Significa que para haver o acesso de todos aos bens, para se satisfazer o desejo de ter, é preciso
tomar o poder. (...). O problema da democracia, quando ela se efetiva – e ela só se pode
efetivar sendo republicana – é que ao mesmo tempo que ela nasce de um desejo que clama
por realizar-se, ela também só pode conservar-se e expandir-se contendo e educando os
desejos. (se deseja da democracia a distribuição de bens, e não a gestão do poder) p. 22-3
A saída teórica para o problema está colocada. Há que entender toda a problemática da
autonomia, ou seja, da autogestão dos poderes e de si que é característica da democracia, a
partir de uma extensão dos valores republicanos. É o que Roma propôs, porém conservando
um recorte essencial entre a minoria de patrícios que ao mesmo tempo mandava e obedecia, e
a maioria desprovida de direitos políticos. A solução republicana vigia para os membros do
Senado, mas somente era possível na medida em que persistia a velha divisão.
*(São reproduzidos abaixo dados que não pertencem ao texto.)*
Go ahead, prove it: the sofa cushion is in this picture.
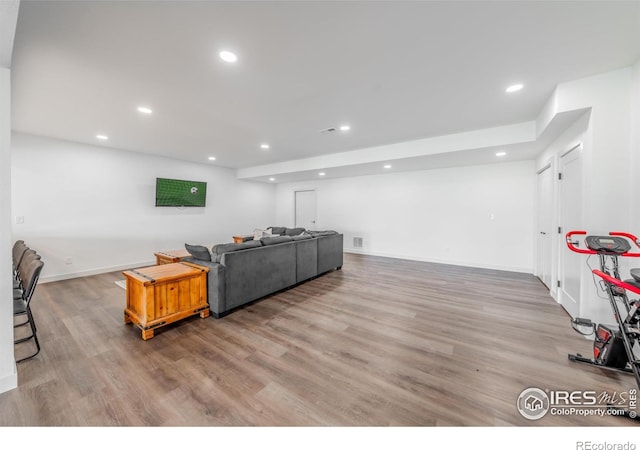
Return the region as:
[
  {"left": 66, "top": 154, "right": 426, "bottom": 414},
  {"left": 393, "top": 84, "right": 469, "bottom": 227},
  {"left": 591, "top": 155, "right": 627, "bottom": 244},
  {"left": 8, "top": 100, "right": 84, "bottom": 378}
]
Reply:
[
  {"left": 260, "top": 236, "right": 292, "bottom": 245},
  {"left": 285, "top": 228, "right": 305, "bottom": 236},
  {"left": 184, "top": 244, "right": 211, "bottom": 261},
  {"left": 291, "top": 234, "right": 313, "bottom": 241},
  {"left": 305, "top": 230, "right": 338, "bottom": 237},
  {"left": 253, "top": 228, "right": 271, "bottom": 241},
  {"left": 211, "top": 241, "right": 262, "bottom": 262},
  {"left": 267, "top": 227, "right": 287, "bottom": 236}
]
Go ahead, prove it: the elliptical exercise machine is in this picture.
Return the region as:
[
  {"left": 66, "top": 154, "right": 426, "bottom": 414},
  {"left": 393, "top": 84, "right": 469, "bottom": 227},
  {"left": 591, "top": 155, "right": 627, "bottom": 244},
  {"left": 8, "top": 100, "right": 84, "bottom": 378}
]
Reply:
[{"left": 566, "top": 231, "right": 640, "bottom": 402}]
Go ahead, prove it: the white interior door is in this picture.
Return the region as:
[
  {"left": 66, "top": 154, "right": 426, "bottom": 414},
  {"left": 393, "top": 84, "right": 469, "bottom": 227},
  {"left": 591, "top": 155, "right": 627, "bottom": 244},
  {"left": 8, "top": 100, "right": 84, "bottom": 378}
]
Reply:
[
  {"left": 536, "top": 164, "right": 553, "bottom": 288},
  {"left": 558, "top": 146, "right": 584, "bottom": 318},
  {"left": 295, "top": 191, "right": 318, "bottom": 230}
]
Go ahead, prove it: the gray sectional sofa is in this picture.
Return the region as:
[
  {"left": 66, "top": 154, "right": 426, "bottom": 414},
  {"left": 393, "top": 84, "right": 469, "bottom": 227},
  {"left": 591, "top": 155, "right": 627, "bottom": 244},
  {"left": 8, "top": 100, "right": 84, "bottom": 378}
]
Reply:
[{"left": 183, "top": 227, "right": 343, "bottom": 318}]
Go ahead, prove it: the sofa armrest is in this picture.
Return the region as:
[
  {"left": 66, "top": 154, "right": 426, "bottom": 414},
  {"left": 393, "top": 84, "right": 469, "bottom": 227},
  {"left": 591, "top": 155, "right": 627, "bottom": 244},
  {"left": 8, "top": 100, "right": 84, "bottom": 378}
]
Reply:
[{"left": 182, "top": 257, "right": 227, "bottom": 318}]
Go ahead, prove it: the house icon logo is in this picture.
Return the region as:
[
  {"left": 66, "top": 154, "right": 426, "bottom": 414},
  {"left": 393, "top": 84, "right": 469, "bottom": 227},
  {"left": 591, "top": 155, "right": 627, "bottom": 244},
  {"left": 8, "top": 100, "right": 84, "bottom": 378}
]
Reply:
[{"left": 517, "top": 388, "right": 549, "bottom": 420}]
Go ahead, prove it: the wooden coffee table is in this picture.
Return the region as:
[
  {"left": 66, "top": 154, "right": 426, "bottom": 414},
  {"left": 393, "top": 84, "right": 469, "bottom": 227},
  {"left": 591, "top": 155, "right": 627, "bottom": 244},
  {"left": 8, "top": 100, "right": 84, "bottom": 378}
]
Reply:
[
  {"left": 154, "top": 249, "right": 191, "bottom": 266},
  {"left": 123, "top": 262, "right": 209, "bottom": 341}
]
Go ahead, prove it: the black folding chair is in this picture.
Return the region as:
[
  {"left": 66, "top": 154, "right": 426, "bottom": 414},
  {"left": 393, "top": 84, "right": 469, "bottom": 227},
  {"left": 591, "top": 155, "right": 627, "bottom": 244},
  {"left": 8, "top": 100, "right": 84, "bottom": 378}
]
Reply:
[{"left": 13, "top": 259, "right": 44, "bottom": 363}]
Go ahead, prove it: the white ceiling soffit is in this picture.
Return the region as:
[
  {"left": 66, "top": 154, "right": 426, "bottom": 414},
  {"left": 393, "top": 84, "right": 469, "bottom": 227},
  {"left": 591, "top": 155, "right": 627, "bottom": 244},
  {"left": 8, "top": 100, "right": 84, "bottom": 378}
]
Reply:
[
  {"left": 12, "top": 1, "right": 640, "bottom": 179},
  {"left": 238, "top": 109, "right": 588, "bottom": 183},
  {"left": 0, "top": 0, "right": 20, "bottom": 69}
]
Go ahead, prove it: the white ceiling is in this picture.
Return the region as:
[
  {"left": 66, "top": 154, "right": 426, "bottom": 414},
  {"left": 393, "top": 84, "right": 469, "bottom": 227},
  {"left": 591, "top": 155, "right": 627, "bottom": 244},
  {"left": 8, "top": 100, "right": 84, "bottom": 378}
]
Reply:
[{"left": 7, "top": 0, "right": 640, "bottom": 181}]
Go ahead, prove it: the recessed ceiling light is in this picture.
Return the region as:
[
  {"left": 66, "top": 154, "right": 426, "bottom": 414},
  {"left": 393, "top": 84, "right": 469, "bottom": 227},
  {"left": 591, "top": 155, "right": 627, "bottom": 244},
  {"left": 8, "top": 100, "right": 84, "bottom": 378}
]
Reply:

Na verdade, era
exatamente porque aos senadores ainda se facultava mandar irrestritamente sobre aqueles
que deviam obedecer ilimitadamente, que eles podiam, no seio de seu corpo, praticar a difícil
moralidade republicana, de obedecer à lei que eles mesmo promulgavam. P. 23
Dois pontos a esclarecer: o primeiro é que o desejo é dito sobretudo dos que não têm, e a
abnegação dos que têm. A república é a virtude dos proprietários, ou dos patrícios: é uma
excelência, uma alta qualidade moral, uma dignidade, em suma, uma areté, que bem diz de
sua natureza aristocrática. Na Roma, o regime republicano nasceu do triunfo da aristocracia
sobre a monarquia e viveu – e morreu – da resistência dessa classe contra o povo. Assim,
podemos dizer que o desejo, que aparece como uma pulsão aquisitiva, se explica sobretudo a
partir dos que não possuem nada, ou somente pouco. Mas esgota-se o desejo no anseio por
adquirir coisas, bens? Certamente que não. Através da matéria e da mercadoria se mira outra
coisa – o reconhecimento como ser humano, ou até menos nomeável, cuja densidade apenas
podemos imaginar. (...). De todo modo, desejantes são os que não têm, moderados os que
têm. Ao insistir no caráter desejante da democracia, estou negando todo o propósito de
racionalizá-la às pressas. Ao apontar a virtude da república como regime da autocontenção,
estou afirmando a necessidade de que os desejos, para realizarem uma democracia ampliada,
aprendam a educar-se segundo hábitos que são inicialmente aristocráticos. P. 23-4
Mas, nesta encruzilhada de duas tradições a nós simpáticas, república e democracia, pode ser
que a república já tenha mais ou menos constituída a sua tecnologia, o seu modus faciendi; o
que devemos é desenvolver a democracia. Desse regime ainda sabemos pouco. Insisti em que
ele precisa da república – se não, fracassa. Mas a república deve ser o meio para ele expandir
duas possibilidades, reformando não apenas o Estado, porém as relações sociais e mesmo
micro-sociais. A novidade estará do lado da democracia – que tem, claro, de ser republicana. P.